Moneter.id
–
Menteri Badan Usaha Milik Negara (BUMN), Erick Thohir menyatakan proyek di
bawah Rp14 miliar diprioritaskan untuk Usaha Kecil Menengah Mikro (UMKM).
“Perusahaan pelat merah dilarang mengikuti tender
proyek di bawah Rp14 miliar,” katanya, Jumat (29/5/2020).
Jelas Erick, Perusahaan BUMN tidak ada lagi yang masuk
ke situ (proyek dibawah Rp14 miliar-red). “Pemerintah ingin pembangunan
infrastruktur di Indonesia tak tersentralisasi di BUMN atau pihak swasta
berskala besar,” ucapnya.
Seperti diketahui, dalam Peraturan Presiden tentang
Pengadaan Barang dan Jasa, BUMN tidak dilarang mengerjakan proyek konstruksi
antara Rp50 miliar sampai dengan Rp100 miliar.

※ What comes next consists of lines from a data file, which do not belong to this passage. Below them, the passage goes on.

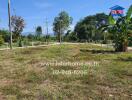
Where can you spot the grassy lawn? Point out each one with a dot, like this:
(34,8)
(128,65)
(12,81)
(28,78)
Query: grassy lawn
(23,77)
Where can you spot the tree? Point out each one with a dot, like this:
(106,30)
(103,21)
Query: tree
(120,30)
(61,24)
(70,36)
(87,28)
(1,40)
(6,35)
(38,32)
(17,24)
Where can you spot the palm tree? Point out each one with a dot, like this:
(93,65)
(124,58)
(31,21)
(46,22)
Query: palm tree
(121,30)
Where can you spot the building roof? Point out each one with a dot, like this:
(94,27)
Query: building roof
(117,7)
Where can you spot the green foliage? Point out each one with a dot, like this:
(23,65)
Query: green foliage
(17,24)
(5,34)
(61,23)
(87,28)
(38,32)
(1,40)
(120,30)
(70,36)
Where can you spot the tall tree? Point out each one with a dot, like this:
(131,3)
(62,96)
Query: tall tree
(38,32)
(86,28)
(120,29)
(61,24)
(17,24)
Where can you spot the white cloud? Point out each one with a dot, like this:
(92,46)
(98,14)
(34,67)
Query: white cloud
(43,5)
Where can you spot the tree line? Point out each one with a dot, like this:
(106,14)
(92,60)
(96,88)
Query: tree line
(92,28)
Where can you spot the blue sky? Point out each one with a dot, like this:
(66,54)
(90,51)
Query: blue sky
(35,12)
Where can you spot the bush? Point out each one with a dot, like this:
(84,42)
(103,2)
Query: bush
(1,40)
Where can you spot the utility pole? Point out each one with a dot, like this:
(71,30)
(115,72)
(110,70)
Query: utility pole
(47,31)
(9,16)
(60,31)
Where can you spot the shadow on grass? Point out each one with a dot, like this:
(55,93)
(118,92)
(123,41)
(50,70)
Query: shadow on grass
(93,51)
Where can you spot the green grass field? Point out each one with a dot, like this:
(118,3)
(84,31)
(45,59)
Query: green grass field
(22,76)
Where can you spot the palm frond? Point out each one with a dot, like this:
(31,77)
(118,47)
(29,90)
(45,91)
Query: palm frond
(129,13)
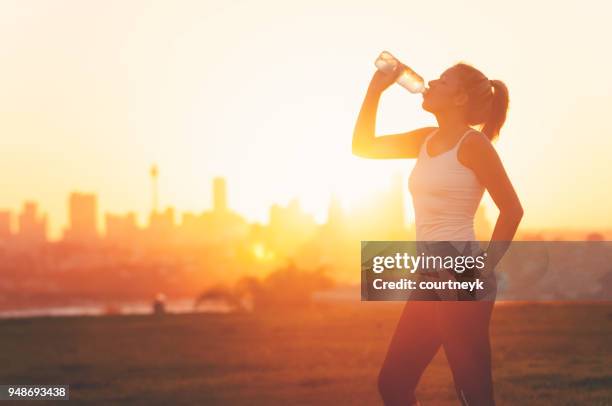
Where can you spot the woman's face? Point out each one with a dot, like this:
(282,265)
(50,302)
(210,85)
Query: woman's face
(444,93)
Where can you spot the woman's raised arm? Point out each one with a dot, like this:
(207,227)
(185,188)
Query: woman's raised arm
(394,146)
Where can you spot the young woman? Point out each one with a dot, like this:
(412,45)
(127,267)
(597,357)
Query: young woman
(455,164)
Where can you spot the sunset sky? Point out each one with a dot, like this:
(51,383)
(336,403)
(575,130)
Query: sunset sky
(266,93)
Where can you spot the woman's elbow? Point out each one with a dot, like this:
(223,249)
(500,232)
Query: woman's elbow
(515,212)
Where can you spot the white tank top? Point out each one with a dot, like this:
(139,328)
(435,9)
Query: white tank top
(445,195)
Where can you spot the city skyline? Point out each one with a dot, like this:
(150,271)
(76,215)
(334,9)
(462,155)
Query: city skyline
(252,92)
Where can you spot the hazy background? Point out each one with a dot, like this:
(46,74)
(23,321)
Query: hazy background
(266,94)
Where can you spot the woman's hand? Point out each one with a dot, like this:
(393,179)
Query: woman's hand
(381,80)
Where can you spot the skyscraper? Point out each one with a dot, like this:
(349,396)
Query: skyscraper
(5,225)
(82,215)
(219,195)
(32,229)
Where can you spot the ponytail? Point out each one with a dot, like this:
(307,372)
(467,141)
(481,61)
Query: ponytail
(487,100)
(499,107)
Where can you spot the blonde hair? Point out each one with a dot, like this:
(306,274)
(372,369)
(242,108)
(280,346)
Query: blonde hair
(487,100)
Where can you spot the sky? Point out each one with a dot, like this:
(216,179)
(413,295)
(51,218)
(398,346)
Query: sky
(266,94)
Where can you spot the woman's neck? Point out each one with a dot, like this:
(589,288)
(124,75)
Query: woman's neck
(451,124)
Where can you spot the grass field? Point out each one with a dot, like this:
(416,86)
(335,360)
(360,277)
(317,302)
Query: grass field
(543,354)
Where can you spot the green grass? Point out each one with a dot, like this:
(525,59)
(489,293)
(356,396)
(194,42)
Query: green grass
(543,354)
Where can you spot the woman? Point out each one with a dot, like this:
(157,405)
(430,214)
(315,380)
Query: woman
(455,164)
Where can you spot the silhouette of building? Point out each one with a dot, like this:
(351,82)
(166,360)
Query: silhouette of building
(162,228)
(382,215)
(289,228)
(121,230)
(219,195)
(32,227)
(5,225)
(82,217)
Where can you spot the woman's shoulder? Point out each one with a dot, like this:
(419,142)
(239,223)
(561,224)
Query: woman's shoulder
(475,145)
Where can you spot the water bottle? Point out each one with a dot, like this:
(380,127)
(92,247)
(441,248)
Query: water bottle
(409,79)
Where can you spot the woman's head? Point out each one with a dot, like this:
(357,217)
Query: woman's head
(463,89)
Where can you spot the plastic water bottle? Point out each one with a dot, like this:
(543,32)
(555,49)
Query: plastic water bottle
(409,79)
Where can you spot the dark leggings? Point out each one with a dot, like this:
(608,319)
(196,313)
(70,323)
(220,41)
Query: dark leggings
(462,328)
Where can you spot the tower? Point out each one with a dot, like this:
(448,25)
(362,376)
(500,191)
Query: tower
(219,195)
(154,173)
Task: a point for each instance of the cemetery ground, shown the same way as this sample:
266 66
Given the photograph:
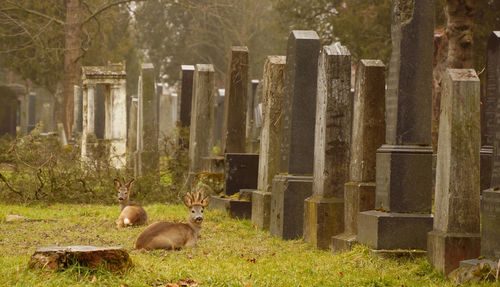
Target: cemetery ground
231 253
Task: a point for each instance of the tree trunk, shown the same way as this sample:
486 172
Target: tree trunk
72 64
460 18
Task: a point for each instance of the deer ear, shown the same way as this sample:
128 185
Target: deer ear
187 200
129 185
205 201
117 183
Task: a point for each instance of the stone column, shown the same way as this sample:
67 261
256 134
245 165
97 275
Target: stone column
235 102
202 116
324 210
456 209
186 95
490 202
117 134
368 134
403 199
294 184
132 132
269 156
148 149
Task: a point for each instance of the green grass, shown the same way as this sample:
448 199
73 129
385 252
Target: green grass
230 253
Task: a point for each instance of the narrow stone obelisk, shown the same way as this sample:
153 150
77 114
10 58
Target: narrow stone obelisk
202 116
324 210
294 183
368 134
403 196
235 102
456 235
269 156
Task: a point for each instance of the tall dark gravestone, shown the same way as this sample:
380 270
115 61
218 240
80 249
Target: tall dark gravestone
186 95
403 196
490 202
294 183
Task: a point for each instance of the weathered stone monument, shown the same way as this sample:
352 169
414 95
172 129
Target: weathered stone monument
147 145
368 134
456 209
202 116
490 202
324 210
294 183
403 200
235 102
113 76
269 156
185 100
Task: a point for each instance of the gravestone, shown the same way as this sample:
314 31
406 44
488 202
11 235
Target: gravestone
235 102
298 114
456 236
202 116
269 155
186 95
403 196
149 121
368 134
324 210
490 107
490 202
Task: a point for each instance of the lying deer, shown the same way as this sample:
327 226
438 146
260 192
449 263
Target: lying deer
169 235
131 213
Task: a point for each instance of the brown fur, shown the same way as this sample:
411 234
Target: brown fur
169 235
135 213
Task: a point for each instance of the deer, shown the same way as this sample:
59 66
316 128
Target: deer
131 213
174 236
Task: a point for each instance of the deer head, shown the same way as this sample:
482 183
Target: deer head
196 203
123 191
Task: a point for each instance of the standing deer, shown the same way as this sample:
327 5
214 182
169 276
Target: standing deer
131 213
169 235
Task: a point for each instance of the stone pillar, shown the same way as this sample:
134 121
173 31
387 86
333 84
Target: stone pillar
324 210
403 199
298 113
186 95
269 156
117 132
456 236
235 102
202 116
490 109
148 149
368 134
490 202
132 132
77 121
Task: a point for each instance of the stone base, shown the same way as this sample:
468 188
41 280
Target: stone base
261 209
390 230
323 218
287 205
240 172
446 250
235 208
213 164
343 242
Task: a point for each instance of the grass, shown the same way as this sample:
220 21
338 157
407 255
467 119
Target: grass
231 253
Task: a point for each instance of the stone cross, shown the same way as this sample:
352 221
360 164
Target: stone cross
404 163
202 116
456 236
324 210
294 184
235 102
368 134
269 156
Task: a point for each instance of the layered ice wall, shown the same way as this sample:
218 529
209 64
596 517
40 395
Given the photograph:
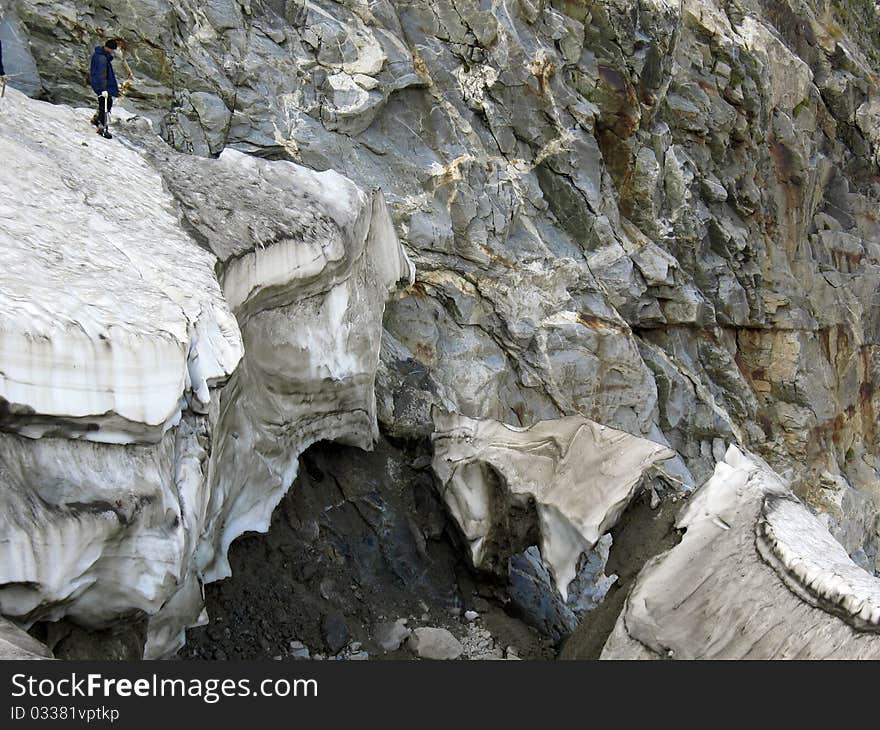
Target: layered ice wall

Pasalnya, pada realisasinya, banyak pengusaha nasional
yang mengeluhkan dominasi BUMN dalam proyek infrastruktur yang sedang digenjot
pemerintah.
Lanjut Erick, proyek bernilai kecil harus
diprioritaskan bagi pengusaha swasta nasional berskala kecil ke depan.
“Kementeriannya juga telah melakukan pemetaan agar belanja modal perusahaan
milik negara diprioritaskan untuk proyek yang dikerjasamakan dengan UMKM,”
ujarnya.
Erick menyampaikan bahwa BUMN fokus untuk merampungkan
penugasan proyek strategis nasional (PSN) yang jadi penugasan dari pemerintah.

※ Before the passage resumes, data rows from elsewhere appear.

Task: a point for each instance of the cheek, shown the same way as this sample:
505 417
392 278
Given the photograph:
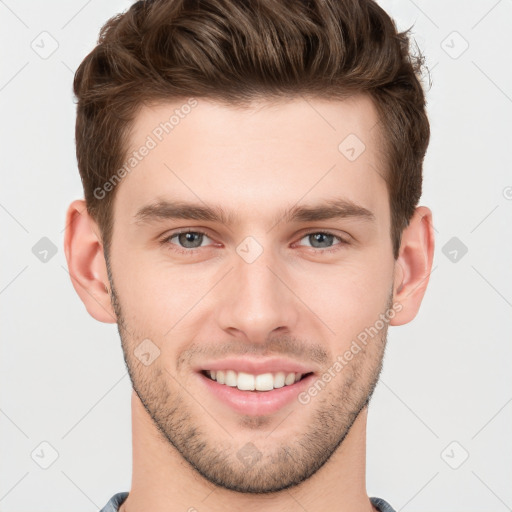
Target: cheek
349 297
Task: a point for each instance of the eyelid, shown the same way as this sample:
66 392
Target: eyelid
166 239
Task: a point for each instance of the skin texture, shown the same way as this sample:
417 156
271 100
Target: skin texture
295 300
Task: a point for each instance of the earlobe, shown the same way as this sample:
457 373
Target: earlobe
86 262
413 266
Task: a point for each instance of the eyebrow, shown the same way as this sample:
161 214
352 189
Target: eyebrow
329 209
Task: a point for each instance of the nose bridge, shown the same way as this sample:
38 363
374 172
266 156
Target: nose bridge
256 301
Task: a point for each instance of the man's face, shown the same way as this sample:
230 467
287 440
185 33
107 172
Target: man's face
285 292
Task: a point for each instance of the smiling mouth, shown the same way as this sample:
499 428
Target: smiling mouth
256 383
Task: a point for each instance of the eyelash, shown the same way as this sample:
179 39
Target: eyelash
166 242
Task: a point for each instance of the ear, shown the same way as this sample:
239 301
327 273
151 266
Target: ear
413 265
86 262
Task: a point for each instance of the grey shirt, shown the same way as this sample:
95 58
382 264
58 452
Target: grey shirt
116 501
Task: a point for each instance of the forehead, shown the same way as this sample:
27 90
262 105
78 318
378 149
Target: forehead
255 159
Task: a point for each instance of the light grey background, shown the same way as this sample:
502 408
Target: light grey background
445 391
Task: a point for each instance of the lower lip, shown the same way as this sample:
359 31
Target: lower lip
256 403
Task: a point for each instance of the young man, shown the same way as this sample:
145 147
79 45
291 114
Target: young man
251 174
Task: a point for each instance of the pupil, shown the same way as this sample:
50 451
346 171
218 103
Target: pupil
322 238
188 238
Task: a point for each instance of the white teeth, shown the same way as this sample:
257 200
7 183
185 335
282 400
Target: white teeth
248 382
264 382
290 379
230 378
245 381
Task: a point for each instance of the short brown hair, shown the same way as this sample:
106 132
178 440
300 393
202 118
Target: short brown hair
236 51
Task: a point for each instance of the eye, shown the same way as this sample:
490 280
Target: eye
321 240
186 241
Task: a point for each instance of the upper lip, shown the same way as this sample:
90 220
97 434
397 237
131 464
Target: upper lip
257 366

“Tujuannya, agar rantai pasok (supply chain) Indonesia
terus membaik dan perekonomian dapat pulih lebih cepat usai pandemi covid-19,”
paparnya.
Selain itu, tambah Erick, pemerintah juga fokus untuk
mendorong investasi asing untuk bisa dikerjasamakan dengan
perusahaan-perusahaan swasta nasional dalam waktu ke depan. “Yang penting
kita jangan hanya jadi pasar,” tutupnya.